A new approach reported by Jun Wang of the Beijing Genomics Institute suggests investigators haven’t been seeing some of the most important genomic information after all. Most genetic studies, including those that trace ethnic background, focus on point-by-point mutations.
Also called single nucleotide polymorphisms (SNPs), these simple nucleotide substitutions are the easiest genetic variations to spot. Some SNPs are the cause of disease sickle cell anemia, for example. Others have no consequences and are useful for ancestral mapping. SNPs are easy to spot because DNA is most efficiently analyzed after chopping it into small pieces. Each piece can be sequenced and the results reassembled along conventional placement guides.
Wang’s team examined “long, relatively intact genome sequences.” Their method enabled them to spot structural variations such as “wholesale duplications and reversals, or unexpected additions and omissions, of long DNA sequences.” These large-scale variations are easily overlooked with conventional sequencing. Traditional methods focus on the details but can miss the big picture.
The team analyzed 106 genomes from the 1000 Human Genome Project. They found that structural variations “account for a greater fraction of the diversity between individuals” than SNPs.5 Although the scope of this project did not include linking structural variations to disease, that logical next step may explain the unusual inheritance patterns of some diseases.
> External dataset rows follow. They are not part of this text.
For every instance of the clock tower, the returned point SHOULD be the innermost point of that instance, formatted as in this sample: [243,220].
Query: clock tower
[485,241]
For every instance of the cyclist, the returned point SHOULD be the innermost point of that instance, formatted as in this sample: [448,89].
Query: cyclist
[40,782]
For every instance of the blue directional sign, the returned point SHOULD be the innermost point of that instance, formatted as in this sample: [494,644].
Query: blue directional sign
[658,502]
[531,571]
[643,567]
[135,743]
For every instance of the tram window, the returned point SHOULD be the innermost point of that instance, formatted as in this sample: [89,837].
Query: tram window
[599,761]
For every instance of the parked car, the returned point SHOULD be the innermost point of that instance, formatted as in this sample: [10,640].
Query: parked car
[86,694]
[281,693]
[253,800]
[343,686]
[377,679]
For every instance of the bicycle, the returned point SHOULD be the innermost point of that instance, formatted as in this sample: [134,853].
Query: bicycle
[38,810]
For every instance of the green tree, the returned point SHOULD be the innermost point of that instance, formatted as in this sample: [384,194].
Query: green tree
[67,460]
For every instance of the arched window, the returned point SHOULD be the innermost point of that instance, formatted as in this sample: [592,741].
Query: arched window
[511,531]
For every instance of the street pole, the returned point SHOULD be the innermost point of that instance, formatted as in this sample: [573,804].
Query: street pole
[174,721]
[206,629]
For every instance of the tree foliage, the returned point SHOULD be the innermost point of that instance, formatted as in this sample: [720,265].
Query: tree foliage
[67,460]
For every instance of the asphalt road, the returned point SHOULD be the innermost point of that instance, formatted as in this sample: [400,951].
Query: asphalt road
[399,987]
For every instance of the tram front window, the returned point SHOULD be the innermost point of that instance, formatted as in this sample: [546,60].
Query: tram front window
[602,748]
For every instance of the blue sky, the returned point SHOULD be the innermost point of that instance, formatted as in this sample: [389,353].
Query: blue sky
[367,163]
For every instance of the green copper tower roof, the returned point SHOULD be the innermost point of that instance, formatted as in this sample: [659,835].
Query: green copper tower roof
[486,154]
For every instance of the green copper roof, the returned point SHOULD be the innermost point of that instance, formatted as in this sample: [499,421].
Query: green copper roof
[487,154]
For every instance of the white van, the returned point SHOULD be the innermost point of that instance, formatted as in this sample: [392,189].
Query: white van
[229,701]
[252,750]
These findings remind us that the genetic code is incredibly complex. The limits of knowledge and technology can prompt conclusions based on sketchy, spotty, and oversimplified information. A good example is chimp-human genome similarity. As valuable information increases our understanding of the genetic code, we should refrain from accepting dogmatic assertions about common ancestry, population studies, and molecular clocks inferred from genomic studies.
Steve Hawking claims we don’t need God, because the universe can be explained entirely by the laws of physics. But apart from God, how can we make sense of the existence and properties of the laws of physics? How could such laws exist apart from a Law-Giver, and how could we know that they apply everywhere at all times? Why is it that laws of nature obey simple mathematical relationships (such as E=mc2) that can be understood by the human mind?
The Christian worldview can make sense of these things. God upholds the universe in a logical and consistent way that can be at least partly understood by the human mind. Thus, the Christian worldview provides a rational foundation for science. However, Hawking is left in the embarrassing position of having no logical justification for the methods and procedures of science. He must borrow concepts (like universal laws of nature) from the Christian worldview while simultaneously denying the Christian God.